Мою мачеху звали Ольга Григорьевна. Ее литературный псевдоним - Алла Зимина. После лагеря она стала поэтессой. Написала много стихов и песен. Исполняла их под гитару. Когда я была на открытии памятника - камня из Соловков, я подумала, что многие песни Ольги Григорьевны были бы уместны там. Например: "Закрытый от мира нахмуренный рудник, не ты ли учил нас романтике буден, чтоб сердце отдали не злобе и мести, а дружбе высокой и рыцарской чести".
Человек с лицом и голосом перестает быть человеком толпы.
В толпе всякий - часть. Фрагмент. И только личность - не часть. Личность - не часть толпы, общества, мира. Личность - целое. Не минимум максимум.
Только личность обладает "мужеством невозможного".

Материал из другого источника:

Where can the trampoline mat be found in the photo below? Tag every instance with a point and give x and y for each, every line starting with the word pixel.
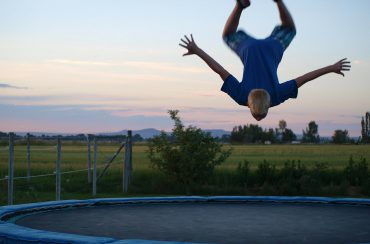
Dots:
pixel 212 222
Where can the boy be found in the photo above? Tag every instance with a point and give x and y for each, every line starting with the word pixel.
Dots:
pixel 260 88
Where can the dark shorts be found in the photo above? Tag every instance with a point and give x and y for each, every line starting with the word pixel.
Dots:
pixel 284 35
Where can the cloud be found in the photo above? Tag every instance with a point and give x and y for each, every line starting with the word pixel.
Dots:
pixel 137 64
pixel 7 86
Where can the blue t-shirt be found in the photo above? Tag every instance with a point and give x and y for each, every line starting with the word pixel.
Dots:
pixel 261 59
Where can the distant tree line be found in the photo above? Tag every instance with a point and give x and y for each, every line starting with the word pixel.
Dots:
pixel 365 128
pixel 243 134
pixel 78 137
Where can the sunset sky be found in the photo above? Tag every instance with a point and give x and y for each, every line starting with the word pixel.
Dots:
pixel 85 66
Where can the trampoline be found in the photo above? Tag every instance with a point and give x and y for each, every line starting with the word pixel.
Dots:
pixel 189 220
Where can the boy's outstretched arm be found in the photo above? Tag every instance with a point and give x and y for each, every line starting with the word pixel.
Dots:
pixel 193 49
pixel 338 68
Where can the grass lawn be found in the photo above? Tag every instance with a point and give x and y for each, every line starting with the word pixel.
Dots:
pixel 74 157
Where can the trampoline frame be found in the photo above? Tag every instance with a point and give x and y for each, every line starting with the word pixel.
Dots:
pixel 12 233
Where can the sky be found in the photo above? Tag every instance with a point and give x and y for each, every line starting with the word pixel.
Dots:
pixel 86 66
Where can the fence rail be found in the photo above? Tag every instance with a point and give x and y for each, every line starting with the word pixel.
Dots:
pixel 127 165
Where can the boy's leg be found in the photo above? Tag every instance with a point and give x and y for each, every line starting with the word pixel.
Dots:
pixel 232 22
pixel 285 16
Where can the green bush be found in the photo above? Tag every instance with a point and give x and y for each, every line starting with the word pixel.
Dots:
pixel 357 173
pixel 188 156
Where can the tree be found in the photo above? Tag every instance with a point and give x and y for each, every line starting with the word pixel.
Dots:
pixel 284 134
pixel 251 134
pixel 311 135
pixel 188 156
pixel 288 136
pixel 340 137
pixel 282 126
pixel 365 128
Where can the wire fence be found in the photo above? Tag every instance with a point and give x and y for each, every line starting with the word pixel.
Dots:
pixel 91 169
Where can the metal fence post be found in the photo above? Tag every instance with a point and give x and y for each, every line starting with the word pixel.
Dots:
pixel 127 162
pixel 94 170
pixel 28 158
pixel 57 171
pixel 89 158
pixel 11 169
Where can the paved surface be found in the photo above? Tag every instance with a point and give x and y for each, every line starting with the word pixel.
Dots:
pixel 213 222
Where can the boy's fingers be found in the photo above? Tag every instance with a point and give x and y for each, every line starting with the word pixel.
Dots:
pixel 187 39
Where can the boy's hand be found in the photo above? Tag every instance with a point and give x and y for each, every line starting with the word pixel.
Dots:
pixel 190 45
pixel 340 66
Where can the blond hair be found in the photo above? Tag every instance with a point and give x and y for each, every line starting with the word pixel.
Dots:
pixel 259 101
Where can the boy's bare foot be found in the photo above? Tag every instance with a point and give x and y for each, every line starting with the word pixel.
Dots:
pixel 244 3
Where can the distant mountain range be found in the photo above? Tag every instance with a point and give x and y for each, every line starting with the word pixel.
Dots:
pixel 150 132
pixel 144 133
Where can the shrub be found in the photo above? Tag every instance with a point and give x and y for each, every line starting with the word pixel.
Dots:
pixel 357 173
pixel 266 173
pixel 188 156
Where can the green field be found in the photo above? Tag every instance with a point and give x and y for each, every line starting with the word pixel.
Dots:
pixel 74 157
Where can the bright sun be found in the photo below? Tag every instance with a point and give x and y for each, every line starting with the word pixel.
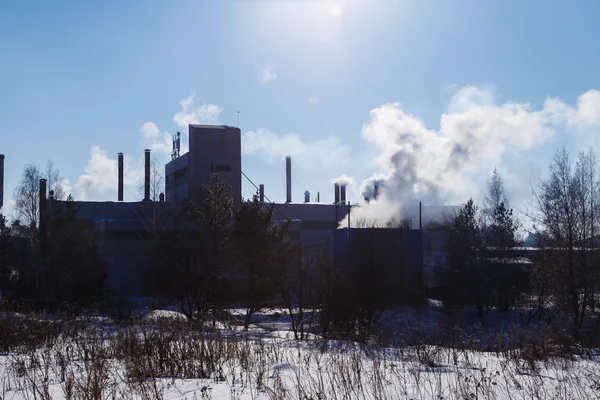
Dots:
pixel 336 10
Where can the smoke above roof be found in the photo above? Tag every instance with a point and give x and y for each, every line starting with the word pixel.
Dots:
pixel 449 165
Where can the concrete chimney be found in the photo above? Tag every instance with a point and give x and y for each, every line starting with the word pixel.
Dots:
pixel 147 175
pixel 1 180
pixel 336 193
pixel 288 179
pixel 120 185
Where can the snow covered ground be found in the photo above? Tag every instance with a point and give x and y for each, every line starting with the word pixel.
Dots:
pixel 165 359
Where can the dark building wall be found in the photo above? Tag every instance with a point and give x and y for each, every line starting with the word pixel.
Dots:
pixel 122 230
pixel 215 149
pixel 396 256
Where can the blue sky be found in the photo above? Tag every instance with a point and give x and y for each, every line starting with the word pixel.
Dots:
pixel 334 83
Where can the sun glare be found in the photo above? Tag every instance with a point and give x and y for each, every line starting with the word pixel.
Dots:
pixel 336 10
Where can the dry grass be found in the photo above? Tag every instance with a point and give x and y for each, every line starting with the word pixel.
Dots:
pixel 166 359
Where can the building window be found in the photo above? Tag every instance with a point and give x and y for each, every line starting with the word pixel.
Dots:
pixel 220 168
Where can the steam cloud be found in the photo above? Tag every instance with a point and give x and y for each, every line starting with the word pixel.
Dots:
pixel 443 166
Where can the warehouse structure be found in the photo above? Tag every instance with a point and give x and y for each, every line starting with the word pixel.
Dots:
pixel 123 227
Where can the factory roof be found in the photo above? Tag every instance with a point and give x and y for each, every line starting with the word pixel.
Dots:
pixel 211 126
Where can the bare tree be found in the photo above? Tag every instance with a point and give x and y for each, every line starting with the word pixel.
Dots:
pixel 157 182
pixel 568 214
pixel 26 194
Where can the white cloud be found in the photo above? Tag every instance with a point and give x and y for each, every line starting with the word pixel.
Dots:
pixel 195 114
pixel 313 155
pixel 267 75
pixel 149 130
pixel 450 164
pixel 101 175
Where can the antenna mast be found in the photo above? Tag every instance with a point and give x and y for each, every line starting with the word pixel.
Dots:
pixel 176 146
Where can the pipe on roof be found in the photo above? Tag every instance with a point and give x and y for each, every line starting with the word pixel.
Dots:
pixel 288 179
pixel 120 177
pixel 147 175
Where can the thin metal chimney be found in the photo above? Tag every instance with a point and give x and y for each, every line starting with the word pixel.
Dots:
pixel 120 185
pixel 42 221
pixel 420 217
pixel 1 181
pixel 147 175
pixel 336 193
pixel 288 179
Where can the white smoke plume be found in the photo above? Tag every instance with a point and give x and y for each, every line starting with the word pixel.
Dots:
pixel 344 180
pixel 445 166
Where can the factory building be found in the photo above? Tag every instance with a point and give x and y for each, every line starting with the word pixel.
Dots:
pixel 123 227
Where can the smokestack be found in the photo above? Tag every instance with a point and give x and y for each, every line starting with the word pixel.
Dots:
pixel 147 175
pixel 42 199
pixel 288 179
pixel 1 181
pixel 120 186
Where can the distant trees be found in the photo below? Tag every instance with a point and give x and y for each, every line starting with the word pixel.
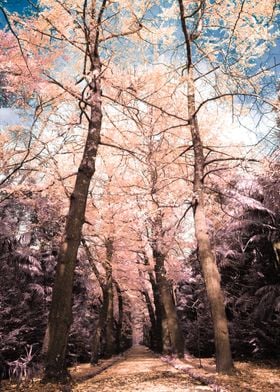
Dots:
pixel 151 129
pixel 249 273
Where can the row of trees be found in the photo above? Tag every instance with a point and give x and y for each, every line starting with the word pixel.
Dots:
pixel 146 137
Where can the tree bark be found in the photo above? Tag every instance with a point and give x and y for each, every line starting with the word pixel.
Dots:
pixel 169 316
pixel 120 318
pixel 60 317
pixel 159 331
pixel 207 258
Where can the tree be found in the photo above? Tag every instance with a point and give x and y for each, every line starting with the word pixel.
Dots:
pixel 194 26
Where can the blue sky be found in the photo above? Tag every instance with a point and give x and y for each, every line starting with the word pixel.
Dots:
pixel 20 6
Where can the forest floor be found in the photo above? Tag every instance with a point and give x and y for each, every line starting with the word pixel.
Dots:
pixel 141 370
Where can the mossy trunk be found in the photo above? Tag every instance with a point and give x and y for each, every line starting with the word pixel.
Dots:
pixel 60 317
pixel 207 258
pixel 170 319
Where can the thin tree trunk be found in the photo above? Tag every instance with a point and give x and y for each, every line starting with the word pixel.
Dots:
pixel 170 317
pixel 206 255
pixel 120 318
pixel 60 317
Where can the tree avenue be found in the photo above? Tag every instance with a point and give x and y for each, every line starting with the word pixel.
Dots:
pixel 136 117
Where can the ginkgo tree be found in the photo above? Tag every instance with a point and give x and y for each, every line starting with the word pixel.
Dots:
pixel 223 39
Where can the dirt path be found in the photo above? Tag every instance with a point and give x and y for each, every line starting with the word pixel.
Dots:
pixel 140 370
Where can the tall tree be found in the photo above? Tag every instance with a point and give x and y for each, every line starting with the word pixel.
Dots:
pixel 196 19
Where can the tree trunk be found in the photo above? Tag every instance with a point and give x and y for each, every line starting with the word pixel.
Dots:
pixel 60 317
pixel 159 332
pixel 170 318
pixel 109 348
pixel 96 341
pixel 206 256
pixel 120 318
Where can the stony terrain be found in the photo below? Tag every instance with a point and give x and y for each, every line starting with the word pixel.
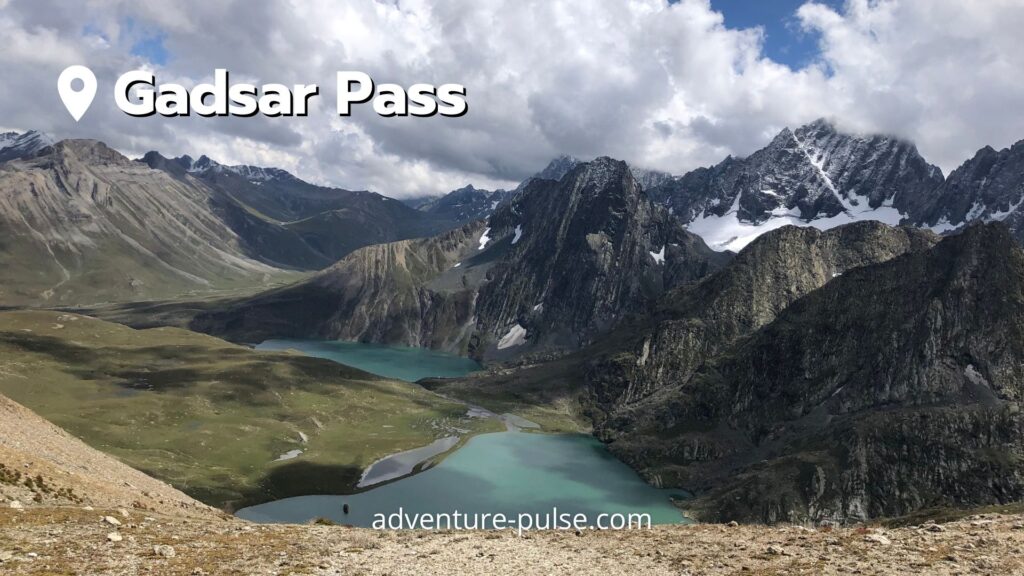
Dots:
pixel 92 515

...Лариса Иосифовна показывает мне фотографии Анатолия Тихоновича Марченко.
Красивое лицо. Прекрасное.
Он умер в тюрьме. Умер мученической смертью. Держал голодовку четыре месяца - с августа по ноябрь восемьдесят шестого года. Он выдвинул требование, которое по тем временам казалось совершенно нереальным: освободить всех политических заключенных! Когда человек в тюрьме идет на голодовку, он должен заявлять какое-то выполнимое требование. Например, чтобы ему предоставили свидание. А требование - "освободить всех политических заключенных" не могло быть выполнимо. Так считали все, и Лариса Иосифовна тоже.
Как же мог Марченко решиться на такое?
"Он, видимо, почувствовал, что наступило время, когда это требование реально. У него была поразительная политическая интуиция. Понимаете, человек почти всю жизнь свою прожил в тюрьме. Это много значит. Я на себе почувствовала, когда была, в Лефортове. Я до этого с трудом газеты читала. Я их - газеты - не понимала. А в тюрьме я научилась понимать как бы второй текст в газетах, то, о чем там умалчивалось. Так и Анатолий. Будучи оторванным от действительности, он понимал ее, чувствовал лучше, глубже многих".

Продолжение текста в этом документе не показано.